Nelson has issued nearly four times as many building permits for new residential units in the city this year as last year.
“We have never seen anything like this,” city manager Kevin Cormack told a Sept. 6 council meeting. When asked if any previous years compare, he said, “The mining boom of 1898?”
So far this year, the city has issued 177 permits for single dwelling units, secondary suites, and multi-dwelling units, compared to 46 last year at this time, according to a presentation at the meeting.
The construction value of those units amounts to an estimated $42,812,000.
New apartments and condos account for 141 permits, or 70 per cent of the total. Twenty of those are secondary suites in new or existing buildings.
Other large housing projects coming up, not accounted for in any of those numbers, include the proposed 70-unit Shorelines development near the Chahko Mika Mall and 36 beds to be added to the Selkirk College dorms.
Also adding to the construction activity, although they are not housing projects, are the new health campus on the old Mount St.

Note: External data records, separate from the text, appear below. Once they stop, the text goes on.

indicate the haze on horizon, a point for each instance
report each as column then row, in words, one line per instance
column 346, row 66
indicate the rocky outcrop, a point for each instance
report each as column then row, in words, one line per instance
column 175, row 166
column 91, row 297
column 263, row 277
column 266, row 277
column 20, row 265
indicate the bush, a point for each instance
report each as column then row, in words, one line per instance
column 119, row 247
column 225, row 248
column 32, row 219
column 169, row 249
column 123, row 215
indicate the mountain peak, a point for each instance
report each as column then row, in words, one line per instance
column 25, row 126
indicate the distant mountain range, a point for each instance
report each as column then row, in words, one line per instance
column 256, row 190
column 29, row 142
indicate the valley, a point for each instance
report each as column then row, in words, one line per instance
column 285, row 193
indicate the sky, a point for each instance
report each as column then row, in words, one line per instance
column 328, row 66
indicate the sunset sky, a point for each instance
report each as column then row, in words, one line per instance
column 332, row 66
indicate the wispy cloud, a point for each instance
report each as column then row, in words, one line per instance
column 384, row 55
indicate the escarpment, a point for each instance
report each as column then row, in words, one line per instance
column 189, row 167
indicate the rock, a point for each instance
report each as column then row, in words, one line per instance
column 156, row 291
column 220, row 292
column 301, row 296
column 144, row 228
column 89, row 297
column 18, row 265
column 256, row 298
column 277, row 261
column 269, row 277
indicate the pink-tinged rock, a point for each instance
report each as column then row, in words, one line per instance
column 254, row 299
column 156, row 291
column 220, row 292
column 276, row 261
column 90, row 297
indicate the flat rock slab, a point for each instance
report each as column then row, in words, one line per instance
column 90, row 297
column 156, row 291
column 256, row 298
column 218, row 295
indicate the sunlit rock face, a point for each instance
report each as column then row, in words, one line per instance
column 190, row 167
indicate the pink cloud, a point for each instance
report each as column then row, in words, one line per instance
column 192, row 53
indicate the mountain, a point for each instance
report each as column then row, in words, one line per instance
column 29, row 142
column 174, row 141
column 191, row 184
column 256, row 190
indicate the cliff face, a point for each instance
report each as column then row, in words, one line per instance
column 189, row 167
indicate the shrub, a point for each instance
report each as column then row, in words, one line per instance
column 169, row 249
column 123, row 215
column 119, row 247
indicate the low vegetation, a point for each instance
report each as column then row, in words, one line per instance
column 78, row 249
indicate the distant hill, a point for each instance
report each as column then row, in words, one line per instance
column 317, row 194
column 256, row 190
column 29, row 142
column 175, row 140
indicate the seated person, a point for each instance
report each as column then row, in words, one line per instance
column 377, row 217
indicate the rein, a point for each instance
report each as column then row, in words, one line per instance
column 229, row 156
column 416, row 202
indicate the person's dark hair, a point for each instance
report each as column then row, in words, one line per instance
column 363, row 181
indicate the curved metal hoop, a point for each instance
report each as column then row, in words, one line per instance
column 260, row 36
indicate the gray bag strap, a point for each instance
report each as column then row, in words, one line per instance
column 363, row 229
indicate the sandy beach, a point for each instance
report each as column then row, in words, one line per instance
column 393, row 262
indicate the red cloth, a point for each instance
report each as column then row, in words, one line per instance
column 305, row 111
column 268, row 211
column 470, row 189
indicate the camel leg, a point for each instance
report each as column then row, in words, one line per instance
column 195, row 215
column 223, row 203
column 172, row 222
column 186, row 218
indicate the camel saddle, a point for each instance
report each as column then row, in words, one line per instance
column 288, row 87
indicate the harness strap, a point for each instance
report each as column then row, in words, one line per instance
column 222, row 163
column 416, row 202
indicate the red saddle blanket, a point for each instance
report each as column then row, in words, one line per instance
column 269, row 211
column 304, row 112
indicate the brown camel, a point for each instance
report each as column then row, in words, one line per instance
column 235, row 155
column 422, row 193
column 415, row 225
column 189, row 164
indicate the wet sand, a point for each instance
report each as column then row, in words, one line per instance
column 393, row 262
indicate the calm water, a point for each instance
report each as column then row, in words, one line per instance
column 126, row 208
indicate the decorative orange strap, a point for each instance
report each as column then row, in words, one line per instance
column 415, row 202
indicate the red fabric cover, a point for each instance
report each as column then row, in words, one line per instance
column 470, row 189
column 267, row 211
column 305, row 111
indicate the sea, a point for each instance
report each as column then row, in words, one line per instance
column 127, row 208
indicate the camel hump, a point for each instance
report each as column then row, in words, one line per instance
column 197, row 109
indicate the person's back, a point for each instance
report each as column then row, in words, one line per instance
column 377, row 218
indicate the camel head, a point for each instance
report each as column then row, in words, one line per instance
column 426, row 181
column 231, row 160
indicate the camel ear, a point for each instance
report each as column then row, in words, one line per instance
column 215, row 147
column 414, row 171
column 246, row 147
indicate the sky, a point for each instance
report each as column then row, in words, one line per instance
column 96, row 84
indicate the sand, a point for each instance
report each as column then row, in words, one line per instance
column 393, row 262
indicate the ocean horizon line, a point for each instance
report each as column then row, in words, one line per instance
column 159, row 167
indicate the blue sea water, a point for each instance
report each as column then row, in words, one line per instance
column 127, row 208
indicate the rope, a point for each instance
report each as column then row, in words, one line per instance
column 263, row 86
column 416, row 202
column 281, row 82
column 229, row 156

Francis site and the reconstruction of the pier at the foot of Hall Street.
Mayor John Dooley commented on the employment opportunities.
“A lot of carpenters are employed these days, and plumbers and electricians,” he said. “The unemployment rate is one of the lowest we have ever had in the city. It’s good for working people.”
None of the new dwelling units are specifically designated as “affordable” – in other words they are not developed by, or subsidized by, governments. Following the meeting, Dooley said Nelson is already well served in affordable housing with the recent construction of multi-unit buildings at Hall Street Place at 205 Hall St., Lakeside Place at 805 Nelson Ave., and Herridge Place at 102 Herridge Lane, all of which offer housing priced below market rates.
Planning director Sebastien Arcand said after the meeting that “sustainable growth” means making do with the space and services available in the city.
“Nelson is a story of infill. Look at our data in terms of laneway houses and secondary suites. That’s a big part of our construction now. It’s filling in what we already have.”